Systemd timeouts ExecStopPost using TimeoutStopSec
Motivation
The mackerel-agent.service
often failed auto-retirement. So, I will do continuous research on it.
[Unit]
Description=mackerel.io agent
Documentation=https://mackerel.io/
After=network-online.target nss-lookup.target
[Service]
Environment=MACKEREL_PLUGIN_WORKDIR=/var/tmp/mackerel-agent
Environment=ROOT=/var/lib/mackerel-agent
EnvironmentFile=-/etc/sysconfig/mackerel-agent
ExecStartPre=/usr/bin/mkdir -m 777 -p $MACKEREL_PLUGIN_WORKDIR
ExecStart=/usr/bin/mackerel-agent supervise --root $ROOT $OTHER_OPTS
ExecStopPost=/bin/sh -c '[ "$AUTO_RETIREMENT" == "" ] || [ "$AUTO_RETIREMENT" == "0" ] && true || /usr/bin/mackerel-agent retire -force --root $ROOT $OTHER_OPTS'
ExecReload=/bin/kill -HUP $MAINPID
LimitNOFILE=65536
LimitNPROC=65536
[Install]
WantedBy=multi-user.target
Test
Setup Environment
[my@macOS]% vagrant --version
Vagrant 2.0.1
[my@macOS]% cat <<EOF > Vagrantfile
Vagrant.configure("2") do |config|
config.vm.box = "bento/centos-7.4"
end
EOF
[my@macOS]% vagrant up
[my@macOS]% vagrant ssh
Case 0. Create a simple service
To watch execution command specified by ExecStopPost=
.
[root@localhost ~]# cat <<EOF > /etc/systemd/system/test.service
[Unit]
Description=TEST
[Service]
User=root
ExecStart=/usr/bin/tail --pid 1 -f /dev/null
ExecStop=/usr/bin/touch /home/vagrant/ExecStop
ExecStopPost=/usr/bin/touch /home/vagrant/ExecStopPost
[Install]
WantedBy=multi-user.target
EOF
[root@localhost ~]# systemctl start test
[root@localhost ~]# systemctl status test
● test.service - TEST
Loaded: loaded (/etc/systemd/system/test.service; disabled; vendor preset: disabled)

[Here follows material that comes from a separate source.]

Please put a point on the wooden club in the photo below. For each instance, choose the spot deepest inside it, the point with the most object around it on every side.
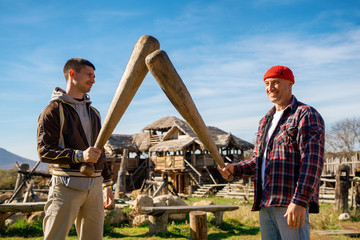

Active: active (running) since Fri 2017-12-22 13:26:31 UTC; 4s ago
Main PID: 4228 (tail)
CGroup: /system.slice/test.service
└─4228 /usr/bin/tail --pid 1 -f /dev/null
[root@localhost ~]# ls -al /home/vagrant/Exec*
ls: cannot access /home/vagrant/Exec*: No such file or directory
$ sudo systemctl stop test
$ systemctl status test
● test.service - TEST
Loaded: loaded (/etc/systemd/system/test.service; disabled; vendor preset: disabled)
Active: inactive (dead)
$ ls -al /home/vagrant/Exec*
-rw-r--r--. 1 root root 0 Dec 22 13:27 /home/vagrant/ExecStop
-rw-r--r--. 1 root root 0 Dec 22 13:27 /home/vagrant/ExecStopPost
The systemd created expected files. And, what happens if shutdown the machine?
[root@localhost ~]# rm -f /home/vagrant/Exec*
[root@localhost ~]# systemctl start test
[root@localhost ~]# systemctl status test
● test.service - TEST
Loaded: loaded (/etc/systemd/system/test.service; disabled; vendor preset: disabled)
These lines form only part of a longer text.